Nous pensons qu’il est encore plus facile de démontrer l’existence de pareilles tendances organiques, en nous rapportant à la manière dont la communication mutuelle des sentiments semble avoir pris naissance. D’après M. Herbert Spencer, les animaux vivant en société ont appris d’abord à interpréter les signes de plaisir et de peine en éprouvant simultanément la souffrance et la crainte, le soulagement et la satisfaction. Ainsi, par exemple, ils étaient souvent soumis aux mêmes conditions de la faim, aux mêmes sentiments de crainte en présence d’ennemis pillards. De cette manière une association s’établissait dans l’esprit de l’animal entre les signes de crainte chez un autre et le sentiment correspondant en lui-même.

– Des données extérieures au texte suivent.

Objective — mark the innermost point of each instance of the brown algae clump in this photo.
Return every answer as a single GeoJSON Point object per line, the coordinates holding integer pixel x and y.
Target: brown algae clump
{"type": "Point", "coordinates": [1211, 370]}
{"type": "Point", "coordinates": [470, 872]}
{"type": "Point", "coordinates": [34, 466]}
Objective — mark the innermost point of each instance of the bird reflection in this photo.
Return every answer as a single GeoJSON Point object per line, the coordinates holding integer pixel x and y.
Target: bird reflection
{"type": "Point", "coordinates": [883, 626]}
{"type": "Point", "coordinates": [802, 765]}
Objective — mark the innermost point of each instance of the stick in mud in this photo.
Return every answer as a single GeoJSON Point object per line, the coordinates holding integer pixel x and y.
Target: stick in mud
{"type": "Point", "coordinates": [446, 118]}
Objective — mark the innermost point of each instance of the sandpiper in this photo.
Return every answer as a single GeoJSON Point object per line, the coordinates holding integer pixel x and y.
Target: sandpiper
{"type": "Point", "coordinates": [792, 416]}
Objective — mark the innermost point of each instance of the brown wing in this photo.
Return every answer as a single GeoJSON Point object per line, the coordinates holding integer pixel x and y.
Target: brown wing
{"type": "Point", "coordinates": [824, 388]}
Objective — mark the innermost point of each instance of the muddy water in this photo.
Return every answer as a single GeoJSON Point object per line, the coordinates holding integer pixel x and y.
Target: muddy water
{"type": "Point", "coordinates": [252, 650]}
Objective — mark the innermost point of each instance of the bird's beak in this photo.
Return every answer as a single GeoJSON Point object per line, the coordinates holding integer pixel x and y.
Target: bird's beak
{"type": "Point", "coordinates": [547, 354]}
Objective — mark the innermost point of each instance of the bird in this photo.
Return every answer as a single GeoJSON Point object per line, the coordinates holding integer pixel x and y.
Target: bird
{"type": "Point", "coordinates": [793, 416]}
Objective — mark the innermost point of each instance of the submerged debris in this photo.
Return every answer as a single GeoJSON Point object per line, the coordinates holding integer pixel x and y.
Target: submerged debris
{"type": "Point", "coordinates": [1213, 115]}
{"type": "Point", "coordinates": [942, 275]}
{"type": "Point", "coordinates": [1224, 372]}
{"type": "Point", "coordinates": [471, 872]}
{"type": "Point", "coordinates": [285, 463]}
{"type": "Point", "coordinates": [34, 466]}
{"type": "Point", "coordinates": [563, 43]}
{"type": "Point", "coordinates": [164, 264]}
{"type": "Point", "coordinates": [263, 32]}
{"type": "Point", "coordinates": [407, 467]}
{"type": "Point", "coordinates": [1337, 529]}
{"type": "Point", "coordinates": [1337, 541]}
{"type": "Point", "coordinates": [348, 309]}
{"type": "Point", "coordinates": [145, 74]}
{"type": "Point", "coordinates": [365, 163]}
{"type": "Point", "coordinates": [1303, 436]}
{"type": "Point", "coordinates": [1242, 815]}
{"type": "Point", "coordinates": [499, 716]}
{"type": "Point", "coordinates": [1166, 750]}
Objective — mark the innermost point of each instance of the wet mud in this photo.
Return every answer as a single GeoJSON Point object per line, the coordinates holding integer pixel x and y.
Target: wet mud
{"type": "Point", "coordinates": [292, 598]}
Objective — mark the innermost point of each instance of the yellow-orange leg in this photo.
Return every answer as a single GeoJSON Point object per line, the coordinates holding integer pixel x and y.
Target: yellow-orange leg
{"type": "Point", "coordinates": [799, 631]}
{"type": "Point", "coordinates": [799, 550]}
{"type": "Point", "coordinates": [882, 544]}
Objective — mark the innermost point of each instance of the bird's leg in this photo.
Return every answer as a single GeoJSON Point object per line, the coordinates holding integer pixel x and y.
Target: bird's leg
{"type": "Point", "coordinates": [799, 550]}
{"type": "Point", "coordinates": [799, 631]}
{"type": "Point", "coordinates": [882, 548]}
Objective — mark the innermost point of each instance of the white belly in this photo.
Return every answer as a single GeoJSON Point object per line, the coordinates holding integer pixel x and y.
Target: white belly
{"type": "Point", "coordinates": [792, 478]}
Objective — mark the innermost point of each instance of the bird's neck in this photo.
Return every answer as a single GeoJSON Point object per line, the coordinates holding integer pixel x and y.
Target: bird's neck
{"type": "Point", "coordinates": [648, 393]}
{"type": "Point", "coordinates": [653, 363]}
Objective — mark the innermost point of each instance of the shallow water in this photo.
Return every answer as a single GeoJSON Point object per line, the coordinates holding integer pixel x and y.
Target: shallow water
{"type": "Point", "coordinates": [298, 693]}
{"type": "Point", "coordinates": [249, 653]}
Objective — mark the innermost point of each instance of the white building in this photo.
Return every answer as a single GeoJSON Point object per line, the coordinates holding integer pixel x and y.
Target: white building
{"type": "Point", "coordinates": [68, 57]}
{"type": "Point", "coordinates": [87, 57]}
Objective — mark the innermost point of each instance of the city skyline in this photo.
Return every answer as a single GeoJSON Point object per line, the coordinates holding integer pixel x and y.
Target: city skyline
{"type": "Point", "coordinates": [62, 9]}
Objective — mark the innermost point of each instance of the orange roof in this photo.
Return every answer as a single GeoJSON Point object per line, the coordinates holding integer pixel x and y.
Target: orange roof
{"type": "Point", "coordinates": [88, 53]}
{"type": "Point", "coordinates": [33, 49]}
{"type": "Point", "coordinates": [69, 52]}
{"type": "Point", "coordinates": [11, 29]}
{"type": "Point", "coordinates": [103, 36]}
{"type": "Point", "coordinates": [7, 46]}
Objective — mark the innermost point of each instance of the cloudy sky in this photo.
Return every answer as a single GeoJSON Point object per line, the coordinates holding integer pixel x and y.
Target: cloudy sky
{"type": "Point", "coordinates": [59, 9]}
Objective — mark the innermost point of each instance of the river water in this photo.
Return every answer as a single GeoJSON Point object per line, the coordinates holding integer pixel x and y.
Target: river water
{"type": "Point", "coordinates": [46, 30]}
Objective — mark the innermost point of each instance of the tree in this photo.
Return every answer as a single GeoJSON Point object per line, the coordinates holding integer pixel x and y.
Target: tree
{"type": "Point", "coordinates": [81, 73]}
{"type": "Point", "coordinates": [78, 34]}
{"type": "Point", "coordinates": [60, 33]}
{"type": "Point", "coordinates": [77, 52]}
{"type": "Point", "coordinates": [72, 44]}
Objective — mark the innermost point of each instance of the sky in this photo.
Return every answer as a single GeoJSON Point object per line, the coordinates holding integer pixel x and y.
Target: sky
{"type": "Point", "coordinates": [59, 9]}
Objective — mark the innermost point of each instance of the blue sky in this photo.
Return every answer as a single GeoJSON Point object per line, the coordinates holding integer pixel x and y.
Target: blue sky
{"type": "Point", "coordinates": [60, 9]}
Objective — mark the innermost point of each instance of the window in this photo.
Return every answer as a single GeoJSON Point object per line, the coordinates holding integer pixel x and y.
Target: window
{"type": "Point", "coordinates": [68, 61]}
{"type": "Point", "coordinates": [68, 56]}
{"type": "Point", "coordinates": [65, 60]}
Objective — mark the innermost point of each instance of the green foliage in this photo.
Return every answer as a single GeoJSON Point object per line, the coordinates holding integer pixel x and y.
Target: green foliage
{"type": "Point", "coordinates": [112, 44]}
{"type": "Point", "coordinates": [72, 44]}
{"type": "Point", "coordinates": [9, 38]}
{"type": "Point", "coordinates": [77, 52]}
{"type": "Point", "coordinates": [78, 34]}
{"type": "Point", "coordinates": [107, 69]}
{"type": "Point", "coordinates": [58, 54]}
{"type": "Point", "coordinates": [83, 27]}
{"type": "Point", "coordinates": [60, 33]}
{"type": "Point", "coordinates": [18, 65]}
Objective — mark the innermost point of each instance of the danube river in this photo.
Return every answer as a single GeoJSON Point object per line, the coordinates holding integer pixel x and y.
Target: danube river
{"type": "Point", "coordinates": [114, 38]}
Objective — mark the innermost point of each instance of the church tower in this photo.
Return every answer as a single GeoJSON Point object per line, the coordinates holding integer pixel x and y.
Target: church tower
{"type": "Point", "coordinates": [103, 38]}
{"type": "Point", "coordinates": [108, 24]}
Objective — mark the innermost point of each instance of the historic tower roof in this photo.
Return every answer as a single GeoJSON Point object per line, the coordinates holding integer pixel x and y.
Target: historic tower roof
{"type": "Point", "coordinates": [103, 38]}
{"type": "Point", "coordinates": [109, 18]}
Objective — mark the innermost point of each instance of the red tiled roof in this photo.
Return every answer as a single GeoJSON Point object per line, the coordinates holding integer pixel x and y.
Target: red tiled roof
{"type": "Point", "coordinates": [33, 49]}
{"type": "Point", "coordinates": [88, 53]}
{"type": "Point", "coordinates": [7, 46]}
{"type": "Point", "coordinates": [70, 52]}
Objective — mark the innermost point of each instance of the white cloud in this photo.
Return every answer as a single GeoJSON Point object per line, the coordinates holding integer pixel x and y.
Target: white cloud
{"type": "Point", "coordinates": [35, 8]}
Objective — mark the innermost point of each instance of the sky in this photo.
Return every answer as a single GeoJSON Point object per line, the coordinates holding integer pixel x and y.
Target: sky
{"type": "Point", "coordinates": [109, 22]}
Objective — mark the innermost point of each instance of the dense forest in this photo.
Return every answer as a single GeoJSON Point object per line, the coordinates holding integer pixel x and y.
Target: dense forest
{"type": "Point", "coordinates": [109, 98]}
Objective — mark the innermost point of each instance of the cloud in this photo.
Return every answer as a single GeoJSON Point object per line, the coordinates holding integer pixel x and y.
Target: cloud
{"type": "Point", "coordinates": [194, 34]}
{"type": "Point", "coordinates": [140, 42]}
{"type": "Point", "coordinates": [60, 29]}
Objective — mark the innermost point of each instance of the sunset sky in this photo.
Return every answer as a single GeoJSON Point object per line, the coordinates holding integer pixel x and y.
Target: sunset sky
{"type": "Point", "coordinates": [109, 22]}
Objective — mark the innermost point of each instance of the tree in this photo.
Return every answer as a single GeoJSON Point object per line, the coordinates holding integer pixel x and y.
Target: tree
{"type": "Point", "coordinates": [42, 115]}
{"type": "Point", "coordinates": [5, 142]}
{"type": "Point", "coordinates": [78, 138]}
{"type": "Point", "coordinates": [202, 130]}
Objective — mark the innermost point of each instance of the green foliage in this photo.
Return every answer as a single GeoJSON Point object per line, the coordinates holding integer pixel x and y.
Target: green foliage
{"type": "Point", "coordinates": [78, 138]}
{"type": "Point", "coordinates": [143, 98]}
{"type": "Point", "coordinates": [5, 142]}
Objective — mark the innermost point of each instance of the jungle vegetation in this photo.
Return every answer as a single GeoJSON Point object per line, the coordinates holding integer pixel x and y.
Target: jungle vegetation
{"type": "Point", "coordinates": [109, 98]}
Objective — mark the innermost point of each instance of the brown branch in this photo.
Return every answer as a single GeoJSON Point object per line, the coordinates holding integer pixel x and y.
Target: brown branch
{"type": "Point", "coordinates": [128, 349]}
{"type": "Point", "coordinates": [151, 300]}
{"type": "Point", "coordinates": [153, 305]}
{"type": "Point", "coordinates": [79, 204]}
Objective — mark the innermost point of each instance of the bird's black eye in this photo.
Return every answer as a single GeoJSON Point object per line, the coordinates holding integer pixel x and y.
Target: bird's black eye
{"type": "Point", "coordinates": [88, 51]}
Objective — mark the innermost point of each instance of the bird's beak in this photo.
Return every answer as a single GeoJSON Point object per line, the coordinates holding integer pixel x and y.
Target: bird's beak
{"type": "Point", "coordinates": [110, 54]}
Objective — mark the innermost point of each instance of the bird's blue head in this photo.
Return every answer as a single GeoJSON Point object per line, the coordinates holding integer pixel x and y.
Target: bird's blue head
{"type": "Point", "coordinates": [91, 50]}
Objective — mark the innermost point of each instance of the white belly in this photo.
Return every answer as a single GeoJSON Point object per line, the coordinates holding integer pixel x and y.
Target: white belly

Mais ces expériences simultanées ne pouvaient-elles pas avoir encore d’autres conséquences ? Si elles ont été suffisamment nombreuses, elles ont amené probablement la formation de relations organiques entre les signes sensibles correspondant aux cris, etc., des autres animaux et les impulsions motrices qui produisent ces cris dans l’animal, et de cette manière a dû naître l’impulsion qui excite à répondre à un cri entendu, et, d’autre part, le désir d’entendre un cri de sympathie quand l’animal est soumis à une épreuve propre à le provoquer.

Si maintenant nous ajoutons à cet argument hypothétique la considération déjà exposée, à savoir que l’impulsion qui excite à exprimer des états de souffrance a dû, à cause de son utilité supérieure, se développer antérieurement et atteindre une plus grande énergie que l’impulsion qui excite à exprimer des états de satisfaction et de plaisir, nous sommes amenés à conclure que parmi les animaux vivant en société la relation organique ou l’association entre les signes de douleur d’un autre animal et l’action musculaire qui produit l’expression de la propre douleur de l’individu, a dû s’imprimer plus fortement que l’association dans le cas de sentiments agréables.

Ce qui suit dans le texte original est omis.